The remaining four of my bodies abandoned their assigned tasks and headed for the hangar.
If the fullmind cannot stop the neutron star – and it doesn’t believe it can – it will impact the enclave sun. The power rings and exotic matter rings will be destroyed, and ultimately the sun will nova, along with the sun outside. Everyone will have to leave – or die. In such a situation, the human fleet will no doubt devote themselves to saving our limbo ships. Their emotion-driven devotion to those who have not yet converted to our god’s grace is a profound strategic weakness – yet another of their failings.
They don’t deserve the life this universe bestowed.
And I am clearly the one our God at the End of Time has chosen to deliver divine retribution upon those who have enabled this catastrophe. If I am to maintain my purpose here and now, it will be to fight the profane invaders until the end. Every one of them killed now will be one less who lives to contaminate the time of our god.
The Saints must have some kind of surveillance devices in the hangar.
I couldn’t be sure they hadn’t seen me, even though I’d done nothing to betray my objective. So I planned for that. They’d watch the tunnel I was in to see if I came back. The schema of routes through the Salvation of Life is easy enough to follow. The hangar had twelve different entrances. I excluded the one the flying machines came out of and picked four others.
The quartet of my bodies arrived and made their way along them, watching keenly for any sign of the despicable intruders.
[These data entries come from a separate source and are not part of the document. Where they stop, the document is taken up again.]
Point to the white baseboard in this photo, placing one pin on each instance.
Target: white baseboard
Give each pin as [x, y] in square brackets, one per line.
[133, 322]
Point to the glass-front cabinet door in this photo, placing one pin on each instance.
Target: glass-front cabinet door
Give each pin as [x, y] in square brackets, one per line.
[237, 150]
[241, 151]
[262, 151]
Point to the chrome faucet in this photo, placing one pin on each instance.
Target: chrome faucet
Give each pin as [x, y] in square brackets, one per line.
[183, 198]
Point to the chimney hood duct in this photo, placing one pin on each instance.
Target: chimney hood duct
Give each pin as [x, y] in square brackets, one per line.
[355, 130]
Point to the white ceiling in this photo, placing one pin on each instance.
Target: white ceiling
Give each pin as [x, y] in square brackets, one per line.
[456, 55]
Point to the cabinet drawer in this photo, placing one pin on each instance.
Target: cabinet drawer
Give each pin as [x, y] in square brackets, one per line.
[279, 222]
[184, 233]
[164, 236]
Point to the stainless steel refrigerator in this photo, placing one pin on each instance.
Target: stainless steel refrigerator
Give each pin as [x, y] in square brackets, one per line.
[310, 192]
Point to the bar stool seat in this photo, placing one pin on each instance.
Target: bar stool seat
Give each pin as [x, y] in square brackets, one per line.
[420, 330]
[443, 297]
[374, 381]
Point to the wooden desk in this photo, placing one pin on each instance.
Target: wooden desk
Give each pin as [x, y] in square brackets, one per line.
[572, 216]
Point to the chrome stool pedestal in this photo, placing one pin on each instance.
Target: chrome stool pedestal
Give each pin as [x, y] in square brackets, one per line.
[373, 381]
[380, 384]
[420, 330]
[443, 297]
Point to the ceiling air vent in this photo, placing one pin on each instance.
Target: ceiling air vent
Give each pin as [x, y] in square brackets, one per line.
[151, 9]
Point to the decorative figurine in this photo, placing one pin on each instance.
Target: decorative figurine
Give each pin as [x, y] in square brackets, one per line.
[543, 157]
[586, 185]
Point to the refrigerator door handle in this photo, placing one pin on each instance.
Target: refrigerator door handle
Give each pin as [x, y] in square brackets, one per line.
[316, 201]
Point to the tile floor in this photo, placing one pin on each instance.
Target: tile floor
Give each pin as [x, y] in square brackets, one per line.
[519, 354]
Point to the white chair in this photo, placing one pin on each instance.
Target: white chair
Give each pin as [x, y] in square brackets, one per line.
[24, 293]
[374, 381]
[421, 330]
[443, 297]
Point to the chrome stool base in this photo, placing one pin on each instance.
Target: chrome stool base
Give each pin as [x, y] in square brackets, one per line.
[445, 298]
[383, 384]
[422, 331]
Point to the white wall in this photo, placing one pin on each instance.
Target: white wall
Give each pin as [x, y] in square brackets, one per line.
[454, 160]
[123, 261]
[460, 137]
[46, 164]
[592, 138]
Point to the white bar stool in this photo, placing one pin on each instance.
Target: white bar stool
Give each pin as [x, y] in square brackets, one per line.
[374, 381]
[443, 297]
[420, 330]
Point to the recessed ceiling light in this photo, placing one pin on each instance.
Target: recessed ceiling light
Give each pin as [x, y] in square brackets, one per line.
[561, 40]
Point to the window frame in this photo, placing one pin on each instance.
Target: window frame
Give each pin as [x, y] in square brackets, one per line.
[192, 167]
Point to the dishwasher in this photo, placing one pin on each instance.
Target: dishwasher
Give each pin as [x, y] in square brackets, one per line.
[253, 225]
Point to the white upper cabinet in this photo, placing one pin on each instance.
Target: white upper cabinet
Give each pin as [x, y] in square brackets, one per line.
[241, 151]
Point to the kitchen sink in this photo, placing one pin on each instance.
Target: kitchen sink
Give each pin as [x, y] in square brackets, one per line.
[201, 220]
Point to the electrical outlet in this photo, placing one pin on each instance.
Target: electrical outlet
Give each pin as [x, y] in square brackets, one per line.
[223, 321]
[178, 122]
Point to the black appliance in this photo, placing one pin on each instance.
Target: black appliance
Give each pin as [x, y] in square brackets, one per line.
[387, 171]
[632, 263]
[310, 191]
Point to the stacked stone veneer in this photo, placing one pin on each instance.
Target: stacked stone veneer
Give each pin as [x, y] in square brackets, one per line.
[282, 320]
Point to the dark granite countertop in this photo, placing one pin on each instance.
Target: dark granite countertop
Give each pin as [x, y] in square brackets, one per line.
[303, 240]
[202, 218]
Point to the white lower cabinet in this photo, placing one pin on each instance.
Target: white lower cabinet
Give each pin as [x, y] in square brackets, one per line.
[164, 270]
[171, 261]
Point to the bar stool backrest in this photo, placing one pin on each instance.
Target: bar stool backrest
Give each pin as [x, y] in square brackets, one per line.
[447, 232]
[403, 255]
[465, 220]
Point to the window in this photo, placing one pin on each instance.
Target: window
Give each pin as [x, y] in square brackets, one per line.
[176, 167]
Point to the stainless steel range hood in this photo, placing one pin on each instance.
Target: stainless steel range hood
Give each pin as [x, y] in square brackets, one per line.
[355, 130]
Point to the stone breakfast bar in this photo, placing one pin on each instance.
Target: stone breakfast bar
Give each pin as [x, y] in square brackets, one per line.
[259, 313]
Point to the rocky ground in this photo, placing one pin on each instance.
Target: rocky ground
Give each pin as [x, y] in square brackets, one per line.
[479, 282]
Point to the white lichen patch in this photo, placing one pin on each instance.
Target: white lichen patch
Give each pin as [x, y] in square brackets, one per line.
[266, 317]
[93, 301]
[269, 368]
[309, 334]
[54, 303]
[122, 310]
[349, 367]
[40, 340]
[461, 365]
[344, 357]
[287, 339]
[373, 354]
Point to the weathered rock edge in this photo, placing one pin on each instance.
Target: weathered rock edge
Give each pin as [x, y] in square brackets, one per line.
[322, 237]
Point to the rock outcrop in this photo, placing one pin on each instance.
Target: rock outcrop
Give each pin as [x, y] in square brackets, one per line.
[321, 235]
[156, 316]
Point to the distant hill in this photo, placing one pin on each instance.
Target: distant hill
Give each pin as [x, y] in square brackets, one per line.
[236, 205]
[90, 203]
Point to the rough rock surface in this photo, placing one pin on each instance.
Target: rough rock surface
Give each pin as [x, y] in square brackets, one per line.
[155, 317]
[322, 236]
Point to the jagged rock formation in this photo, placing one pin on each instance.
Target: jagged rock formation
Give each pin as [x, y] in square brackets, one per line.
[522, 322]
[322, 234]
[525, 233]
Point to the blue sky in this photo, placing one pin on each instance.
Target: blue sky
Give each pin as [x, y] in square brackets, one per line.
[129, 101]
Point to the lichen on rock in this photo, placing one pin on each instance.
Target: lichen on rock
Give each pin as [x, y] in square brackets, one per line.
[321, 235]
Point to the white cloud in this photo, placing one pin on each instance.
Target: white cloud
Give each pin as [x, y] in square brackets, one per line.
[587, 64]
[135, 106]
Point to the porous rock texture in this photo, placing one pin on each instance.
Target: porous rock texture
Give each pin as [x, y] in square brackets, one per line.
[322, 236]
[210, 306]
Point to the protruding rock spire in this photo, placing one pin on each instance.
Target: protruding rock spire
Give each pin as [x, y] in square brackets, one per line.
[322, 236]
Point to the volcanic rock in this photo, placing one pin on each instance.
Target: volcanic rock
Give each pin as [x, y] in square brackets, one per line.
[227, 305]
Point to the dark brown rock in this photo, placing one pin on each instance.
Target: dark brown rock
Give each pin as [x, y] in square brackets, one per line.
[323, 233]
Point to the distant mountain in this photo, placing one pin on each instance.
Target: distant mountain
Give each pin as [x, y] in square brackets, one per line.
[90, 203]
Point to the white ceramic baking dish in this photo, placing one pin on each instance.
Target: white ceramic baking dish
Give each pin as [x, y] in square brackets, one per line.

It didn’t take long. My perception inside the neuralstratum revealed the five Saints – awkward, badly evolved beasts scuttling out of a crack in a tunnel wall, wearing primitive pressure suits. They had a couple of fake server creatures with them, not Olyix in manufacture. I recognized the technology: creeperdrones. The criminal filth I utilized on Earth deployed similar machines in raids and petty fights.
My quartet of bodies moved gingerly down the tunnels I selected, edging close to the hangar. Only three of the humans were carrying real weapons: two pistols and a maser carbine. There were also some long powerblades, which would be useless in a fight against me. The weapons my bodies were carrying were considerably more powerful, but I knew from our last encounter that Kandara was extremely dangerous. I’ll have to be cautious around that one.
My quartet approached the hangar. Ahead of me, two of the Saints guarded the tunnel I was searching when the armada arrived; the other three were examining the area around the membrane generators. I activated my weapons and prepared to shoot. The Saints weren’t aware my quartet was almost on them, which gave me an advantage. But first I wanted to give myself an even better advantage. I extended my influence within the local nexus, no longer just passively misdirecting its perception filters but adapting the autonomic routines.